With deaths among the male heirs, control of the plantations in the earlier 18th century was largely in the hands of Lady Anne, widow of the 1st baronet, and Lady Frances Stapleton, widow of the 3rd baronet. Lady Frances outlived her two sons, the 4th baronet and James Russell Stapleton. She began to purchase property in England. On her death in 1746, her house in Cheltenham went to her granddaughter Catherine Stapleton (1734–1815), daughter of James Russell Stapleton.

A lengthy legal battle ensued after 1746, not settled for 15 years, over the will left by Lady Frances. It was settled in 1760–1 with a division of the estate between surviving parties and spouses. Catherine Stapleton, who did not marry, then became an absentee but active manager of plantations and enslaved people. She moved to Burton Pynsent, where she was the companion of Hester Pitt. The final division gave the 5th baronet 25%, Sir James Wright, 1st Baronet 12.5%, with 62.5% divided equally four ways between Catherine, Ellis Yonge (1717–1785) the husband of Catherine's sister Penelope (1732–1788), Elizabeth Stapleton and Frances Stapleton.

The will of Catherine Stapleton left most of her plantations to nephews, principally to two brothers, the Rev. William Cotton (died 1853), son of Sir Robert Salusbury Cotton, 5th Baronet who had married Frances Stapleton, and Baron Combermere. They went in time to Combermere. He received compensation as joint owner of the Stapleton estates on Nevis and St Kitts. The other joint owner was Barbara Yonge (1760−1837), daughter of Ellis and Penelope Yonge.

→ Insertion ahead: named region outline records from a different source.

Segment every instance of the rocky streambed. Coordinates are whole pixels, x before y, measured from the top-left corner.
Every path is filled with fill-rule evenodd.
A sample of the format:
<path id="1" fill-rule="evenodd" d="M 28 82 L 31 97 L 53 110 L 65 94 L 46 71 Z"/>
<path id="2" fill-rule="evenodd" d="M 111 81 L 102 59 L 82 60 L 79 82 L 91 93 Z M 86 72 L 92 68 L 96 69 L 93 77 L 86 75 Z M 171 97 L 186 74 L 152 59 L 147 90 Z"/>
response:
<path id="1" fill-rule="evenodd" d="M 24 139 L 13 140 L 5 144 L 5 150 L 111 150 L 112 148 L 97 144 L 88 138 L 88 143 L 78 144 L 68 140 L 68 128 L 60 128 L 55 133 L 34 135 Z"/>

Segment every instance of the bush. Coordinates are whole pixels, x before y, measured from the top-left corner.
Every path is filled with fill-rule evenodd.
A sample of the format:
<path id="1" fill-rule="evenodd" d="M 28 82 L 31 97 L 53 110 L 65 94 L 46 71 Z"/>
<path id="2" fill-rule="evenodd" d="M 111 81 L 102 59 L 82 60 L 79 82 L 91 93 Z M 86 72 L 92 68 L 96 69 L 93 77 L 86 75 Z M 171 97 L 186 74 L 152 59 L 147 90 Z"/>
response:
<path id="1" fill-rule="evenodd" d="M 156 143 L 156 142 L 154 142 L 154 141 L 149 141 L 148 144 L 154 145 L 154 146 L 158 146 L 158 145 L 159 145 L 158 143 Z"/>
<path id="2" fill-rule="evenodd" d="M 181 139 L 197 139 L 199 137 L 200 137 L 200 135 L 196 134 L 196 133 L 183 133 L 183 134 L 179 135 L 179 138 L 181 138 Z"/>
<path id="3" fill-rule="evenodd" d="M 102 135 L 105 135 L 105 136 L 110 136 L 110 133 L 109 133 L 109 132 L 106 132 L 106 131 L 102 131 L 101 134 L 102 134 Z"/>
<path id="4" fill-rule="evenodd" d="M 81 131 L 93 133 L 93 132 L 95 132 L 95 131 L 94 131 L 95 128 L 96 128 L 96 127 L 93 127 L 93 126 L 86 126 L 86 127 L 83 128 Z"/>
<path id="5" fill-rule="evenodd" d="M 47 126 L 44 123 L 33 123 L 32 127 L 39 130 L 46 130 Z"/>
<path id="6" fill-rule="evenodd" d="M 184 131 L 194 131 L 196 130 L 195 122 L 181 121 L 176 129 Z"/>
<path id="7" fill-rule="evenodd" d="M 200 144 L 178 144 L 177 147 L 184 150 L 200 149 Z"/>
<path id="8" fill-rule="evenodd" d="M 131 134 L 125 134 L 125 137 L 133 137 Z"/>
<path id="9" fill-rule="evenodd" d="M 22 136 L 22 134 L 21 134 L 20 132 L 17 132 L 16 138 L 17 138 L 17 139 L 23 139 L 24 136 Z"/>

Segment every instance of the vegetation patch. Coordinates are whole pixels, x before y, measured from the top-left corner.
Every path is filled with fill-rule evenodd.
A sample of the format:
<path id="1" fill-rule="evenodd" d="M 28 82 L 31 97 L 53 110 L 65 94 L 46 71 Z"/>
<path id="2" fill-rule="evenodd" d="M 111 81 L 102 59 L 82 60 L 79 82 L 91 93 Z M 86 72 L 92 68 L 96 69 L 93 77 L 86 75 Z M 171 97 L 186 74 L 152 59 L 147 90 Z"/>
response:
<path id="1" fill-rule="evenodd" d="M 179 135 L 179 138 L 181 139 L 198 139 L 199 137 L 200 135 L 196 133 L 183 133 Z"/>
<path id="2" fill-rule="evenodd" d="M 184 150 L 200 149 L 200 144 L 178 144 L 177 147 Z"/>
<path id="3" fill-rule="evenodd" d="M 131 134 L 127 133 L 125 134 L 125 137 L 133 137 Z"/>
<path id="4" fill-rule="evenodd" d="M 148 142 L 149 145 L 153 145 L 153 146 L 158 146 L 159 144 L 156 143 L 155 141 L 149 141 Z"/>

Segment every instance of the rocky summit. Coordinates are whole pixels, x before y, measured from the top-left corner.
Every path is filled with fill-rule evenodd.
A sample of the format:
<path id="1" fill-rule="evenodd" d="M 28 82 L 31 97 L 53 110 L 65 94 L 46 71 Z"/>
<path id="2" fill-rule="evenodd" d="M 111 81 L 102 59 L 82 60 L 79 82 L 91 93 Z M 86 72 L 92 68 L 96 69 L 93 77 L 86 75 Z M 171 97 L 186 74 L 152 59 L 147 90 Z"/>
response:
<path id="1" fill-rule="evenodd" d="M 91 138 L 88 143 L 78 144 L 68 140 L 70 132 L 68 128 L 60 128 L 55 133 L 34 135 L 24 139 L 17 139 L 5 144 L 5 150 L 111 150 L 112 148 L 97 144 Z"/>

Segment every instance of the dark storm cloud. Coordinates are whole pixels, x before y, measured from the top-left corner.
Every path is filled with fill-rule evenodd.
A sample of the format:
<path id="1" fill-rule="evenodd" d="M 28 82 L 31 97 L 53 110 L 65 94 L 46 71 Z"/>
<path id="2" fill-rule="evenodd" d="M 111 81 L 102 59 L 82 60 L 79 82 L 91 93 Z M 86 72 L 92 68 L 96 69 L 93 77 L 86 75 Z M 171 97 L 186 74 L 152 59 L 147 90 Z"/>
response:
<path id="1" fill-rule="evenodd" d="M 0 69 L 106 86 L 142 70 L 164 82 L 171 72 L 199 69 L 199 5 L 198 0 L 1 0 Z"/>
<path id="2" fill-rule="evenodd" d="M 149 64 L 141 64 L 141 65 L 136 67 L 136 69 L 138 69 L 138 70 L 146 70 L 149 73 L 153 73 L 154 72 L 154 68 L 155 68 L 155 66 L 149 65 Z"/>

The will of the 6th baronet left on his death in 1829 the plantations to Francis John Stapleton, subject to an annuity payable to his daughter Frances, while his British estates went to the 7th baronet. The 7th baronet, as his father's executor, made an unsuccessful claim in the 1830s for compensation for the enslaved people on the Montpellier estate in Nevis.

==Extended family==
James Paul, the son of William Paul the bishop of Oxford (1663–5), a Fishmonger and Linen Draper, of St. Michael Cornhill, London and Bray in Berkshire, bought Greys Court in 1688. By his second wife Martha, fourth daughter of Sir Thomas Duppa, usher of the black rod from 1683 to 1694, he had a son William, whose daughter Catherine married Sir William Stapleton, 4th Bt., to whom it passed in 1711 on her father's death. It then remained with the Stapletons until 1937.

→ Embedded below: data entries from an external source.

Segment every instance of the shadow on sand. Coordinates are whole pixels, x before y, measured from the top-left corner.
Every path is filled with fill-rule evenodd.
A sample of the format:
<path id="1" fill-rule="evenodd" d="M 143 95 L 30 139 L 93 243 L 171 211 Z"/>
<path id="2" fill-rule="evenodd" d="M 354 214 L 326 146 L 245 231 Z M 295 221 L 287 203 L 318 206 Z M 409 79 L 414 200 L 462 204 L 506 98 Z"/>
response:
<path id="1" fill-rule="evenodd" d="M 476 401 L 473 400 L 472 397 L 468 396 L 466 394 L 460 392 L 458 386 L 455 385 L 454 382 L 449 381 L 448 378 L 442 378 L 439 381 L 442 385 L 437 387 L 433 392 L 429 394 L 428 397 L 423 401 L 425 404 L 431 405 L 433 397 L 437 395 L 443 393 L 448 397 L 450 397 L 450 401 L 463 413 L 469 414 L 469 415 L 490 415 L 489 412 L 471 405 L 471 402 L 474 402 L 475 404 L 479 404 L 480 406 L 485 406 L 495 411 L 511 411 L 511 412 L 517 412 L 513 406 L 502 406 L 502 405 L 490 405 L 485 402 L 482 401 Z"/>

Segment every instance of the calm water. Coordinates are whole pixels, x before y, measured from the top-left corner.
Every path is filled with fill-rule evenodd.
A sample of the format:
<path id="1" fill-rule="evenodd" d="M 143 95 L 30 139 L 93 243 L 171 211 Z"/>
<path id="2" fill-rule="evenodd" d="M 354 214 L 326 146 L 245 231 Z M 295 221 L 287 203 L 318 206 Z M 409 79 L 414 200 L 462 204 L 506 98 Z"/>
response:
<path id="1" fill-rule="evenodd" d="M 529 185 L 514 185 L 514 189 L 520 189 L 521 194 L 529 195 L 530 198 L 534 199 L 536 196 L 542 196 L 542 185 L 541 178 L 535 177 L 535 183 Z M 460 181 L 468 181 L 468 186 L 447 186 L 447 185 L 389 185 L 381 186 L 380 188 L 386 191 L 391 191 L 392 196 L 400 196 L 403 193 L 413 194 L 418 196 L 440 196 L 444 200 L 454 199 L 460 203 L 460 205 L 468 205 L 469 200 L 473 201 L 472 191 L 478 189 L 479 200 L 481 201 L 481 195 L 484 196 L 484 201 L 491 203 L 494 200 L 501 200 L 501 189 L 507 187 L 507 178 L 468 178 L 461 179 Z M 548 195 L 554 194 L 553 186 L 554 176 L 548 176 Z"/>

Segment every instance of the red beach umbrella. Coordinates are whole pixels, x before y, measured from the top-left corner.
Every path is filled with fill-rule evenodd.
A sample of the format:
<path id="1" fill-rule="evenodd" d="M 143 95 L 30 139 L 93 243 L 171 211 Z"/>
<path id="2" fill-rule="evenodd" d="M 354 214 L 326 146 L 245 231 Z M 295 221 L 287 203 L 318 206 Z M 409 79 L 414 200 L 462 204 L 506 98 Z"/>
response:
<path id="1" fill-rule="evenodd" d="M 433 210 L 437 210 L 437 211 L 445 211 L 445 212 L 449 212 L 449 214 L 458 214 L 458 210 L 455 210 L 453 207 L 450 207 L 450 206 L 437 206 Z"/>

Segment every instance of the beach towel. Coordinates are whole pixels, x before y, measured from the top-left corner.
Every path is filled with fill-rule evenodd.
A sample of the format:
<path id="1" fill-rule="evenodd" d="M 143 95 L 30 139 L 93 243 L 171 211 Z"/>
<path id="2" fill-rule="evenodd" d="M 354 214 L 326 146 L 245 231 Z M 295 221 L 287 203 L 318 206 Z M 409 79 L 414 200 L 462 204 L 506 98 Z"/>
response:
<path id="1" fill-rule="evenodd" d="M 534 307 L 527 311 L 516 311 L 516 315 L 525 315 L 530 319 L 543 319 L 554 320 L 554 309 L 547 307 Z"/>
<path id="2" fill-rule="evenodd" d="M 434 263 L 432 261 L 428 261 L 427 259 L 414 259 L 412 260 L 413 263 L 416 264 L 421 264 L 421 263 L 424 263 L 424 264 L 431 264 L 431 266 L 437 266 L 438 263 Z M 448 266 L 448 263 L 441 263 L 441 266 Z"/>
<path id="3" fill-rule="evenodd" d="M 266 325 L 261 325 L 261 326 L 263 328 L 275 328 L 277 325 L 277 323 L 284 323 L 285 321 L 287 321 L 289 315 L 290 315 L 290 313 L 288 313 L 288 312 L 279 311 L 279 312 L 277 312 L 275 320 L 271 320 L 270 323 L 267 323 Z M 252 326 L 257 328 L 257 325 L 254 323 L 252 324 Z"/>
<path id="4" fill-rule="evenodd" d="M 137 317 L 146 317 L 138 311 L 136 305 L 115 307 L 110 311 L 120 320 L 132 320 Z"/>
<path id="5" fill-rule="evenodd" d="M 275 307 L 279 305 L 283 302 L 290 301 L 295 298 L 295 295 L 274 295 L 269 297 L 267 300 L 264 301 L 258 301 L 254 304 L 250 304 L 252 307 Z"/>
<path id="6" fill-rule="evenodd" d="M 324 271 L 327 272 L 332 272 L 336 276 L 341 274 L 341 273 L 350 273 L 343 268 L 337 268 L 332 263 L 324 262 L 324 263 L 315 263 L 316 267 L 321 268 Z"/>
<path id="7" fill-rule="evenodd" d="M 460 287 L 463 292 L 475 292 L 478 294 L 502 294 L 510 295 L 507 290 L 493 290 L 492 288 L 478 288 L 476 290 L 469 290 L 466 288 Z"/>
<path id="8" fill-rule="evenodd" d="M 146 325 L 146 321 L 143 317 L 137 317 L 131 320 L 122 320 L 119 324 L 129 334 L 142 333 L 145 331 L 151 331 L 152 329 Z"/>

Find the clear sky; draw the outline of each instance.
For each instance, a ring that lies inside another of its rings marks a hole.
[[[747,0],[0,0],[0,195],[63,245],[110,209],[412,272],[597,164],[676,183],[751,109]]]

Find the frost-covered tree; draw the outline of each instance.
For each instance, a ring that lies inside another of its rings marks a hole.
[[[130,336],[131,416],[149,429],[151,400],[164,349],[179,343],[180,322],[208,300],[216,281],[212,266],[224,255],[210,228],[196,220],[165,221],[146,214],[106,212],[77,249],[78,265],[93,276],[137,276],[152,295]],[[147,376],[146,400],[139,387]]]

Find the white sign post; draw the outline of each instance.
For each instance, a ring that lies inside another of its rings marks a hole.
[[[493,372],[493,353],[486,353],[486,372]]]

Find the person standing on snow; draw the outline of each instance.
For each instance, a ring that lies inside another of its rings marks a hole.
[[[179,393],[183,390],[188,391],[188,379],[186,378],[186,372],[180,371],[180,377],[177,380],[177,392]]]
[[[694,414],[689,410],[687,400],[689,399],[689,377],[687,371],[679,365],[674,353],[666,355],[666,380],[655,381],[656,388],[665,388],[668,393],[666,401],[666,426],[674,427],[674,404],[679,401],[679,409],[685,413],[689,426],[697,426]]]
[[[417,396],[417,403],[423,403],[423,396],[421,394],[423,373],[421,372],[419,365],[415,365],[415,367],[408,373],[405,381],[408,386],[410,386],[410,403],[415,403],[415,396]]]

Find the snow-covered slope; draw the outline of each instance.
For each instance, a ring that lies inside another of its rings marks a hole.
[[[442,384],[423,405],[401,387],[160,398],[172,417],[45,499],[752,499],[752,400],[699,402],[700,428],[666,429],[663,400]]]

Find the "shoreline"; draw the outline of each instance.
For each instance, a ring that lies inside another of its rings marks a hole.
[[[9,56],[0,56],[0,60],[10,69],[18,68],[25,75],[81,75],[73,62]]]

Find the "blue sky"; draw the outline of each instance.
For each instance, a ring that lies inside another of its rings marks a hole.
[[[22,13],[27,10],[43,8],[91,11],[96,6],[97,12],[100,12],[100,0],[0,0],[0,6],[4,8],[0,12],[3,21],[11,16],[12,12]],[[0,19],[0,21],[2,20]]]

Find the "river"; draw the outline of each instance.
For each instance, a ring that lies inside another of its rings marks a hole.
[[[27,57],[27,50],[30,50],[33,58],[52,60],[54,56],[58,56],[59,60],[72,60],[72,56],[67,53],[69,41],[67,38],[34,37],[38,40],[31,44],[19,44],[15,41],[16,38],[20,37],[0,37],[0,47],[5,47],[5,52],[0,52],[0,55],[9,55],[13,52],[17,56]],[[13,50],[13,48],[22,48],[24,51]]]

The barony passed to the granddaughter (Mary) Frances Elizabeth of the 6th baronet; she married Evelyn Boscawen, 6th Viscount Falmouth, and was mother of Evelyn Boscawen, 7th Viscount Falmouth, 14th Baron le Despencer (see Baron le Despencer for further history of this title). Her father the Hon. Thomas Stapleton (1792–1829), son of the 6th baronet, had married Maria Wynne Bankes, daughter of Henry Bankes, of Kingston House, Dorset.

Of other daughters of the 6th baronet: Emma Stapleton (died 1879), married Charles Brodrick, 6th Viscount Midleton (1797–1863); Maria married Robert Jocelyn, 3rd Earl of Roden; Emily married Hercules Robert Pakenham; and Anna married Henry Maxwell, 7th Baron Farnham.